The Boston Red Sox will be crowned World Series champions this season, that prediction courtesy of Bovada.

The online betting agency pegged the Red Sox’ odds at winning it all in 2017 at 9/2. Last year’s champions, the Chicago Cubs, also were at 9/2 odds, but their stock was falling while Boston’s was rising.

It’s tough to argue against either one of these teams playing deep into October. The Cubs return nearly the same powerful lineup from 2016, while the Red Sox appear to be even better than last year despite the retirement of slugger David Ortiz.

Regardless who Bovada picks as World Series favourites, my hope is to see the Cleveland Indians win it all this season. By the way, Cleveland is at 8/1 odds to win the Fall Classic, followed by the LA Dodgers and Washington Nationals at 10/1.

The Blue Jays are listed at 20/1; the Yankees at 25/1, though I see both of these stats as optimistic.

Rounding out the bottom of the list are the Reds, Brewers, Twins, A’s, Phillies and Padres at 150/1.

Dare you take a chance on one of those dregs? You’d have a better chance at winning the lottery.


A slightly different take from rotisserie guru Nathaniel Pectoa, who predicts the Dodgers’ 99 wins will set the pace in 2017. The Cubs and Mets, according to Pecota also will secure division titles in the National League.

In the American League, the Houston Astros will lead the pack with 93 wins, followed by Cleveland and Boston.

An interesting take from Pecota’s predictions: The Tampa Bay Rays will finish second behind Boston in the AL East.

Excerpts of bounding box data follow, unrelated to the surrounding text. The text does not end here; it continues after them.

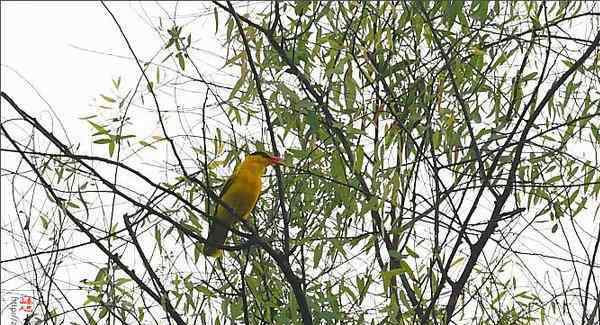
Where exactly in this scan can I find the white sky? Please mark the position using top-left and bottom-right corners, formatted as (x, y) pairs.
(0, 2), (600, 324)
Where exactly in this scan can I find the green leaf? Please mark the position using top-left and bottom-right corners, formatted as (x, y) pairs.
(446, 0), (465, 30)
(344, 65), (356, 112)
(175, 52), (185, 71)
(88, 121), (108, 134)
(313, 243), (323, 267)
(94, 138), (113, 144)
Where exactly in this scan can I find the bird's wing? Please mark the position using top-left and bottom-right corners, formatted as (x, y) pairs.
(219, 173), (236, 199)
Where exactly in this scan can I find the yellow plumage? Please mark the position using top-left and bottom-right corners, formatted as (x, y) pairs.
(204, 152), (281, 257)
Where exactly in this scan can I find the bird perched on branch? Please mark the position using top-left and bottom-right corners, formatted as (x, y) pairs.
(204, 151), (283, 257)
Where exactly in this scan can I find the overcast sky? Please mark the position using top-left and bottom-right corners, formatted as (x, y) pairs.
(0, 2), (596, 324)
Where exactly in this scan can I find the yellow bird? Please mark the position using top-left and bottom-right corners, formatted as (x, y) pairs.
(204, 151), (283, 257)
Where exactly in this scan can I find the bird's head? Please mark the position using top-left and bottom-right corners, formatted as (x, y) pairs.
(246, 151), (283, 167)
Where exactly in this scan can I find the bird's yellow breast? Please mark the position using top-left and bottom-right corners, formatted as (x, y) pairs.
(217, 172), (262, 224)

I realize not everyone is a fan of the New York Yankees, and I do understand a couple of the excuses why folks cheer against my favourite team.

I’m not always a fan, either. Lately, I’ve had a tough time accepting the way some of the players have been treated by the executive group running this club.

Last year, in a classless move by management, Alex Rodriguez and Mark Teixeira were forced into early retirement to open up a couple of spots on the roster for younger talent. In return, the Yankees did very little to appreciate the contributions to these once-star players – perhaps future Hall of Fame inductees – who helped bring the 2009 World Series to New York.

More recently, Yankees president Randy Levine publicly mocked all-star reliever Dellin Betances after the Yankees won an arbitration hearing.

Betances asked for $5 million in arbitration and the Yankees countered with $3 million. After the case was settled, Levine blasted Betances and his agent for trying to soak the Yankees for more money and change the way elite relief pitchers are paid.

And now there’s unnecessary bad blood between the Yankees and Betances, who was born and raised in New York and grew up a Yankees fan.

Who knew that a difference of $2 million would cause so much controversy with the Yankees’ hierarchy?

Oh yeah, Levine is the same guy who several years ago dared Derek Jeter to test free agency, saying Jeter would be welcome to leave the franchise and go elsewhere because there would be other options to fill his void if he left.


Only 23 days until I’m watching Cactus League games in Phoenix. It’s the best place to be this time of year.